2 Major Alfred A. Woodhull, Surgeon, U. S. A., wrote from David's Island, N. Y., July 16th, 1886:

General Longstreet's ‘best shot’ was undoubtedly the shell that shattered the plane table that First Lieutenant Orlando G. Wagner, Topographical Engineer, was using in front of Yorktown, when he was mortally wounded, precisely as described. He died April 21st, 1862.

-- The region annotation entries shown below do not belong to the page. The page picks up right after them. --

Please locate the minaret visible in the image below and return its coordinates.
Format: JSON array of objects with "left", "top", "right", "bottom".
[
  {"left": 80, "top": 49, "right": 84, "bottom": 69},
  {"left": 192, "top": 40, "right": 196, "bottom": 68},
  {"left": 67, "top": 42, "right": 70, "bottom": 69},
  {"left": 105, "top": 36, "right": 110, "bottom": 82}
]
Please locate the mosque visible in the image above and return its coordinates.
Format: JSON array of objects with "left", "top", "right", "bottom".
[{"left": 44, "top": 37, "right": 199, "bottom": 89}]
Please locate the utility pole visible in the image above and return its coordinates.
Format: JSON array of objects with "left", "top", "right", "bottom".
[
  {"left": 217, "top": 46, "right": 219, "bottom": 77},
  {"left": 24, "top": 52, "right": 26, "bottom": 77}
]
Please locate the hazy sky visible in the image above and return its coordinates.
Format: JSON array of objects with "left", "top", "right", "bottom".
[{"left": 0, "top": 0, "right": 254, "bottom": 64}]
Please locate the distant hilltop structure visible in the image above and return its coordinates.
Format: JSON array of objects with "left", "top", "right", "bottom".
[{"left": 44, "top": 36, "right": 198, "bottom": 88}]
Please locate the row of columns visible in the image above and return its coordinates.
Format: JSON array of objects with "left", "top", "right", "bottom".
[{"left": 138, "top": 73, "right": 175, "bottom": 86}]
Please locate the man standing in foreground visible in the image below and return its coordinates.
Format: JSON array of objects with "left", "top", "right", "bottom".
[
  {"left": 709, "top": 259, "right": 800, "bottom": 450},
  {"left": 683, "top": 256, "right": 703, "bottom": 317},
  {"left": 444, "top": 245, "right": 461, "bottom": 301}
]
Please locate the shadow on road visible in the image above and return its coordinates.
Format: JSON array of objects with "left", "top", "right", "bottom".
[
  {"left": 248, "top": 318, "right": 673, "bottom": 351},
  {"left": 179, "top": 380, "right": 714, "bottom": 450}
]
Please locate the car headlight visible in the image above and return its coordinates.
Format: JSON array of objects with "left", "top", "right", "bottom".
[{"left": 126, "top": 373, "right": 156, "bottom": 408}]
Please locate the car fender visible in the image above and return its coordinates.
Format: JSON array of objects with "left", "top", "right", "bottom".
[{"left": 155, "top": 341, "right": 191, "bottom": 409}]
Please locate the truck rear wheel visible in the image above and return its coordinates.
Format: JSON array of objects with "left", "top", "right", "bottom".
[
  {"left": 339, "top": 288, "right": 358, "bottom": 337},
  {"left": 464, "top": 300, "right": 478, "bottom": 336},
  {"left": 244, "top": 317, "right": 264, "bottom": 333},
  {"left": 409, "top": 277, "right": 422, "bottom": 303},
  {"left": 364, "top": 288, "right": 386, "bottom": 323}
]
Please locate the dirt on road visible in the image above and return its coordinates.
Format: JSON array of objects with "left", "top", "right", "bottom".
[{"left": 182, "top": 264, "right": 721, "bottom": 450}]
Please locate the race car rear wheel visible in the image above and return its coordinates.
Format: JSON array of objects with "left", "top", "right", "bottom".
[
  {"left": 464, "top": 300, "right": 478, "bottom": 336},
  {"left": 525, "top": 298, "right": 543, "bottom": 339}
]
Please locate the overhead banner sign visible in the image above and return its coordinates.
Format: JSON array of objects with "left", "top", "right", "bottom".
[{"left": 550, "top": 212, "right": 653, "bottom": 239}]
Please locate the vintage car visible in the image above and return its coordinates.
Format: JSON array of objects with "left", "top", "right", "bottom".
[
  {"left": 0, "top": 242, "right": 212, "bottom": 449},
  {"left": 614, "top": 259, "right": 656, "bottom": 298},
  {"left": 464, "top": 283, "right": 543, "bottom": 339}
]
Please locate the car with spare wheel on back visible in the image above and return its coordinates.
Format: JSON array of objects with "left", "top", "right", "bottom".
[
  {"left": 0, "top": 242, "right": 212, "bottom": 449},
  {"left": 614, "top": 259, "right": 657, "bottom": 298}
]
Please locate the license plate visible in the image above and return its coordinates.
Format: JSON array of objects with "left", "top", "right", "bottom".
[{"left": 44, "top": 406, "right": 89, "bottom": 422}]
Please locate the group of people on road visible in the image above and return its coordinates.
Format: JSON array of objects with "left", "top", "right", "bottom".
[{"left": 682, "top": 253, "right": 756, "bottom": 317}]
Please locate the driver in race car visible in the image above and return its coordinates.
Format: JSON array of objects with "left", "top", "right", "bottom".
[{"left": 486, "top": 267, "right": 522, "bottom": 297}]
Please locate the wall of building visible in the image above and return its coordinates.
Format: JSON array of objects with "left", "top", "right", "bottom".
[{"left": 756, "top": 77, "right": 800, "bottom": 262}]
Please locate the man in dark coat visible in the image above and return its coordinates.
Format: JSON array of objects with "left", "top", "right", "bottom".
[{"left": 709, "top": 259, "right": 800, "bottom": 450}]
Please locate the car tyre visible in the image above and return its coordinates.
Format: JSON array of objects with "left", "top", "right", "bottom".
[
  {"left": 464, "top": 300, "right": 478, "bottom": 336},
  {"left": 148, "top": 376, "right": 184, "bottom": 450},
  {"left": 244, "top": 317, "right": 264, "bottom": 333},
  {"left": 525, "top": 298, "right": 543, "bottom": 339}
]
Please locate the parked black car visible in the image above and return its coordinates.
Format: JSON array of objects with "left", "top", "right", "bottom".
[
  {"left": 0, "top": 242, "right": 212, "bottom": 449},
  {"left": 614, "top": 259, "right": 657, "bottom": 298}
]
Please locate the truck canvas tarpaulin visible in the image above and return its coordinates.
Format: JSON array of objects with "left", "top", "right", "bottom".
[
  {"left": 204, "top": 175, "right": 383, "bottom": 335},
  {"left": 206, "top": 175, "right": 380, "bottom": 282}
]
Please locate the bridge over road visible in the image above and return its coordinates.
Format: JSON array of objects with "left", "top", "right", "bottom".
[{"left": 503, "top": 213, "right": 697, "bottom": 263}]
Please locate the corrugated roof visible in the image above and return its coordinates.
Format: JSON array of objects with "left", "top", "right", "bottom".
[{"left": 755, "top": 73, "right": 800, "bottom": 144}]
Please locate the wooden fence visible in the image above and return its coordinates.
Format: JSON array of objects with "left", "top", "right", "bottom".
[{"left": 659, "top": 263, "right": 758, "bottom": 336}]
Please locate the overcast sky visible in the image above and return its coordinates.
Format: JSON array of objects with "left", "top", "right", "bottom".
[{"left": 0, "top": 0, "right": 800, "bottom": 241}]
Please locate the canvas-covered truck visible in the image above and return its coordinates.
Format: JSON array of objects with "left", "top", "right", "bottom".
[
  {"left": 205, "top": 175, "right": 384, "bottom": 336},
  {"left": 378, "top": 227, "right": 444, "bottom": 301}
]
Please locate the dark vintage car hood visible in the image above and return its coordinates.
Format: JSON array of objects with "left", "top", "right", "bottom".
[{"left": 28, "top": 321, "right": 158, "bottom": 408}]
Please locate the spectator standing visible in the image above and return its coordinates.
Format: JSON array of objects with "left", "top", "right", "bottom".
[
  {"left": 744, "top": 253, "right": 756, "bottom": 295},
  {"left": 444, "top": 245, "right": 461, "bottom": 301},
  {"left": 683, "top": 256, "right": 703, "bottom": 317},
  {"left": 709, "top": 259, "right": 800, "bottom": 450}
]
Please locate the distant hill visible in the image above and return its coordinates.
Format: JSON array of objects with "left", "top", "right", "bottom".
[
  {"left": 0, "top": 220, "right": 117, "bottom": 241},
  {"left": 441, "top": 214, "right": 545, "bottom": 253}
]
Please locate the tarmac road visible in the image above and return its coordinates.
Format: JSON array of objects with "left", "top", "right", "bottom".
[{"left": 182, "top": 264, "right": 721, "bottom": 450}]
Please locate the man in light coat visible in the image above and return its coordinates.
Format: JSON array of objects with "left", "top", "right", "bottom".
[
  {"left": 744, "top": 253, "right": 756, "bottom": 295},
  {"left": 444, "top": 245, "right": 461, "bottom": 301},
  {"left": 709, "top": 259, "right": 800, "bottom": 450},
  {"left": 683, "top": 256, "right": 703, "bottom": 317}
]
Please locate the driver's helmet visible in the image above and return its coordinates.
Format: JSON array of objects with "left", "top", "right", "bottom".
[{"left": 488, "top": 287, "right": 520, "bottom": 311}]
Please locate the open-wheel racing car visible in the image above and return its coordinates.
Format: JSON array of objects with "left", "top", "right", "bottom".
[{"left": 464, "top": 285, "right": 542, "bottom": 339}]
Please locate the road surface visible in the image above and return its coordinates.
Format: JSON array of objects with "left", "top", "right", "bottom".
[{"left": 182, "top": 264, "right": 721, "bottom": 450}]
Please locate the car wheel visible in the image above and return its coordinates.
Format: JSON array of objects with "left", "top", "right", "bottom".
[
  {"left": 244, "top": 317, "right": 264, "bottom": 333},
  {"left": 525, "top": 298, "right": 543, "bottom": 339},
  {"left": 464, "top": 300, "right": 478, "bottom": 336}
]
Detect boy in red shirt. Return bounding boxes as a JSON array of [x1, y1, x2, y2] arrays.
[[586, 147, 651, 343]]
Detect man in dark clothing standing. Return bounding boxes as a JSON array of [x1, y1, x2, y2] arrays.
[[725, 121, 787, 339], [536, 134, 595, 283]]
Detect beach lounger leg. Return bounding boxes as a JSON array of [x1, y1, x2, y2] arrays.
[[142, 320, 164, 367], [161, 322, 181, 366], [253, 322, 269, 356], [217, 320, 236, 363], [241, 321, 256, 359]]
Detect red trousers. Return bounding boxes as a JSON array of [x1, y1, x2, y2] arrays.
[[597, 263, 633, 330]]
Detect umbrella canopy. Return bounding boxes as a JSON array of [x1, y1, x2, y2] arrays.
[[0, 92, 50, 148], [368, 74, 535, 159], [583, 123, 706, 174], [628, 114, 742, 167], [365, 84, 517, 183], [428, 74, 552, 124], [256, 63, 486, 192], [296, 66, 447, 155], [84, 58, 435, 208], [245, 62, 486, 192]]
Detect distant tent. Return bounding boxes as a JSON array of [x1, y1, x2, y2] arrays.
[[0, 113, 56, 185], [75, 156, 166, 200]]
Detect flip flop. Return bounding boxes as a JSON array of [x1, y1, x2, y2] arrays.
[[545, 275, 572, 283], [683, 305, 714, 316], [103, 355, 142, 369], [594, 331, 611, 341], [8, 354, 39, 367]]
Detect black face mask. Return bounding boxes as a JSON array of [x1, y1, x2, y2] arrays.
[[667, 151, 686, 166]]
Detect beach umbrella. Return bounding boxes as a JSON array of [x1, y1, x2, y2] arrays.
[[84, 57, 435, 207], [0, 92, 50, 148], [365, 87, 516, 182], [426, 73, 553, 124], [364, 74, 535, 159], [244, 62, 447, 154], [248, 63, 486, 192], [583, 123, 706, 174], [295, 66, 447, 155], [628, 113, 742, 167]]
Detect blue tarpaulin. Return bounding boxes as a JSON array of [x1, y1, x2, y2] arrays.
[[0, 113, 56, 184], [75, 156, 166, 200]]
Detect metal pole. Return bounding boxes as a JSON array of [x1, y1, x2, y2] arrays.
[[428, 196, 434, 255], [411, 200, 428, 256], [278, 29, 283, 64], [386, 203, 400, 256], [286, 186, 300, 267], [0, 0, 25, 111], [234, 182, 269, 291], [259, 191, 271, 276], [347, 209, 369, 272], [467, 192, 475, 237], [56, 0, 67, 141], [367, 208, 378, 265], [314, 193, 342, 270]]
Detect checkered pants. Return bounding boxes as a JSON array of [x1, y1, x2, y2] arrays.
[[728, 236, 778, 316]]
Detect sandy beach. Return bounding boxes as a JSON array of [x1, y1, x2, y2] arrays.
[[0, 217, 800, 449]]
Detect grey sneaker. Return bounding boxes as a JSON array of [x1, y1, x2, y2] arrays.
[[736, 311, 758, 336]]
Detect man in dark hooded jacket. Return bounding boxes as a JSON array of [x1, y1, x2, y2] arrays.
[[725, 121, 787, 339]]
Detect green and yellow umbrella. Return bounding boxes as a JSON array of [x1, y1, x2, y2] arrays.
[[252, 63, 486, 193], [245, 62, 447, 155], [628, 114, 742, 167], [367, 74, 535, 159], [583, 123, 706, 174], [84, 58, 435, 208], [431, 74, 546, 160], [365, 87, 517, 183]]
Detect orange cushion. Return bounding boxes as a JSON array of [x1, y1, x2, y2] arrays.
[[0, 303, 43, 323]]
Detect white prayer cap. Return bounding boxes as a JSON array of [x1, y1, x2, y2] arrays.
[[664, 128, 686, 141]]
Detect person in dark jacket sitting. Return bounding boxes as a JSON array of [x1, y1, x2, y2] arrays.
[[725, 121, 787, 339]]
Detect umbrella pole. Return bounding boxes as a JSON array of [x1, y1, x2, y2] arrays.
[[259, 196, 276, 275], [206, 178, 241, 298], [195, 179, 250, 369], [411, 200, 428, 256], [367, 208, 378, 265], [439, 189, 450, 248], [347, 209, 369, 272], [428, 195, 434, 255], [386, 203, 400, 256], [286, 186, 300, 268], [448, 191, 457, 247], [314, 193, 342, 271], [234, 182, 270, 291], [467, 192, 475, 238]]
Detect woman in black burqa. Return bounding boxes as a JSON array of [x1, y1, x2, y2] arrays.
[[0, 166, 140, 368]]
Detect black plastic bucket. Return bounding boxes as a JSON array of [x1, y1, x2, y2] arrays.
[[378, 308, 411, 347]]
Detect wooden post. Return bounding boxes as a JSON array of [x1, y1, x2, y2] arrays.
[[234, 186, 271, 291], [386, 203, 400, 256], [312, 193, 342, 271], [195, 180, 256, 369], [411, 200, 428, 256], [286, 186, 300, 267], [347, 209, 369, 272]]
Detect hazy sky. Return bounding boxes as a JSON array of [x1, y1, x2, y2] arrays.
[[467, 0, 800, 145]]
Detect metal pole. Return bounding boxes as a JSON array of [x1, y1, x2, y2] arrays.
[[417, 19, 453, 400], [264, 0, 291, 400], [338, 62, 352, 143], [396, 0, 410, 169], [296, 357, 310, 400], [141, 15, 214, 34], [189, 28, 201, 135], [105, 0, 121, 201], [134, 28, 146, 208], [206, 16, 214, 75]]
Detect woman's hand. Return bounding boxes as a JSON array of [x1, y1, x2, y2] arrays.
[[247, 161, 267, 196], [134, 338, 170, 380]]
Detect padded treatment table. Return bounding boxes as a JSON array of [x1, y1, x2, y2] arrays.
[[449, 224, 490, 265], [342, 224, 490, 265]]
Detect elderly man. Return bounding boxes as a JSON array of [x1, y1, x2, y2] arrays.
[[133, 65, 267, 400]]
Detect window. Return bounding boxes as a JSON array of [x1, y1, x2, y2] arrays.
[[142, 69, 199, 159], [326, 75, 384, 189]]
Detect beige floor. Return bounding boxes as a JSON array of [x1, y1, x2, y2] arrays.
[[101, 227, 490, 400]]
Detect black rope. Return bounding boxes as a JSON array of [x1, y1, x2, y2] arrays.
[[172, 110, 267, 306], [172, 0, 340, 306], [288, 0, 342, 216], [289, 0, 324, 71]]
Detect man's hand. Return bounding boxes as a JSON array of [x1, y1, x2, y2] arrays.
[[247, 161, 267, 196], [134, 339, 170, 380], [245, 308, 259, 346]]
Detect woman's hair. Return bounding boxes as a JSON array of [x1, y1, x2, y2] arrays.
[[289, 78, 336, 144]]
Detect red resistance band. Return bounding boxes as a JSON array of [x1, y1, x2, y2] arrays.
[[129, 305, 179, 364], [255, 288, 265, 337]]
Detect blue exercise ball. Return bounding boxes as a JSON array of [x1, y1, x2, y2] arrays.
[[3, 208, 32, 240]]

Early on the morning of September 17th, 1862 (about 8 or 9 o'clock), I was standing near the guns of Captain Stephen H. Weed, 5th Artillery, when a small group came in sight, directly in our front, about a mile away. There was no firing of any importance at that time on our left, and Captain Weed, who was a superb artillerist himself, aimed and fired at the single mounted man and struck the horse. I witnessed the shot, and have no doubt it was the one General Longstreet commemorates as the ‘second best.’ My recollection is that the horse was gray, and I had the impression that the party was somewhat to the left (south) of the turnpike. General Longstreet kindly writes me that he cannot now recall the hour, but that there was little firing at the time, and that the place ‘ was about twenty feet from the Boonsboro' pike, north.’

” Editors.

3 Major Alfred A. Woodhull, Surgeon, U. S. A., wrote from David's Island, N. Y., July 21st, 1886, concerning this movement:

“Early Saturday, September 20th, Major Charles S. Lovell, 10th Infantry, crossed to reconnoiter with the Second Brigade (regulars), of Sykes's division, and other troops followed. On our ascent to the plateau we passed some abandoned artillery, but met with no opposition until nearly a mile from the bank, where a long infantry line was confronted unexpectedly. Major Lovell had been informed that cavalry was to cross before us at day-light, but we were then found to be in advance, and the cavalry which was to feel the way was in our rear, and being useless was at once withdrawn. The overlapping size of the advancing force in front, its manifest effort to envelop our left flank as well, and the probability of its extension beyond our right, compelled an immediate return, which was effected with steadiness, while skirmishing. Infantry reinforcements that had crossed the river were simultaneously withdrawn, but on the right the 118th Pennsylvania, known as the “Corn Exchange” regiment, suffered severely, especially in one wing, where it was said at the time that there was a misapprehension of orders. When our men were in the strewn there were dropping shots, but there was no direct infantry fire of importance. A fierce Union artillery fire was kept up to cover the retreat of our right, which indeed lost heavily. But there was no such slaughter as the Confederate reports announced (I think A. P. Hill put it at 3000, and said the Potomac was blue with the Yankee dead). Had the cavalry really been in advance, the reconnoissance could have been accomplished with comparative ease. I was a medical officer attached to the infantry, and, acting as an aide for Major Lovell, had opportunity to witness what is here stated.” Editors.

4 This was Lee's estimate as stated to me at the time. It is much above the estimate of those who have since written of this campaign. Colonel Charles Marshall, in his evidence in the Fitz John Porter case, gives our forces at the Second Manassas on August 29th as 50,000, not including artillery or cavalry. R. H. Anderson joined me on the night of August 29th, with over 4000.--J. L.

Lee says officially that “Antietam was fought with less than 40,000 men on our side.”--Editors.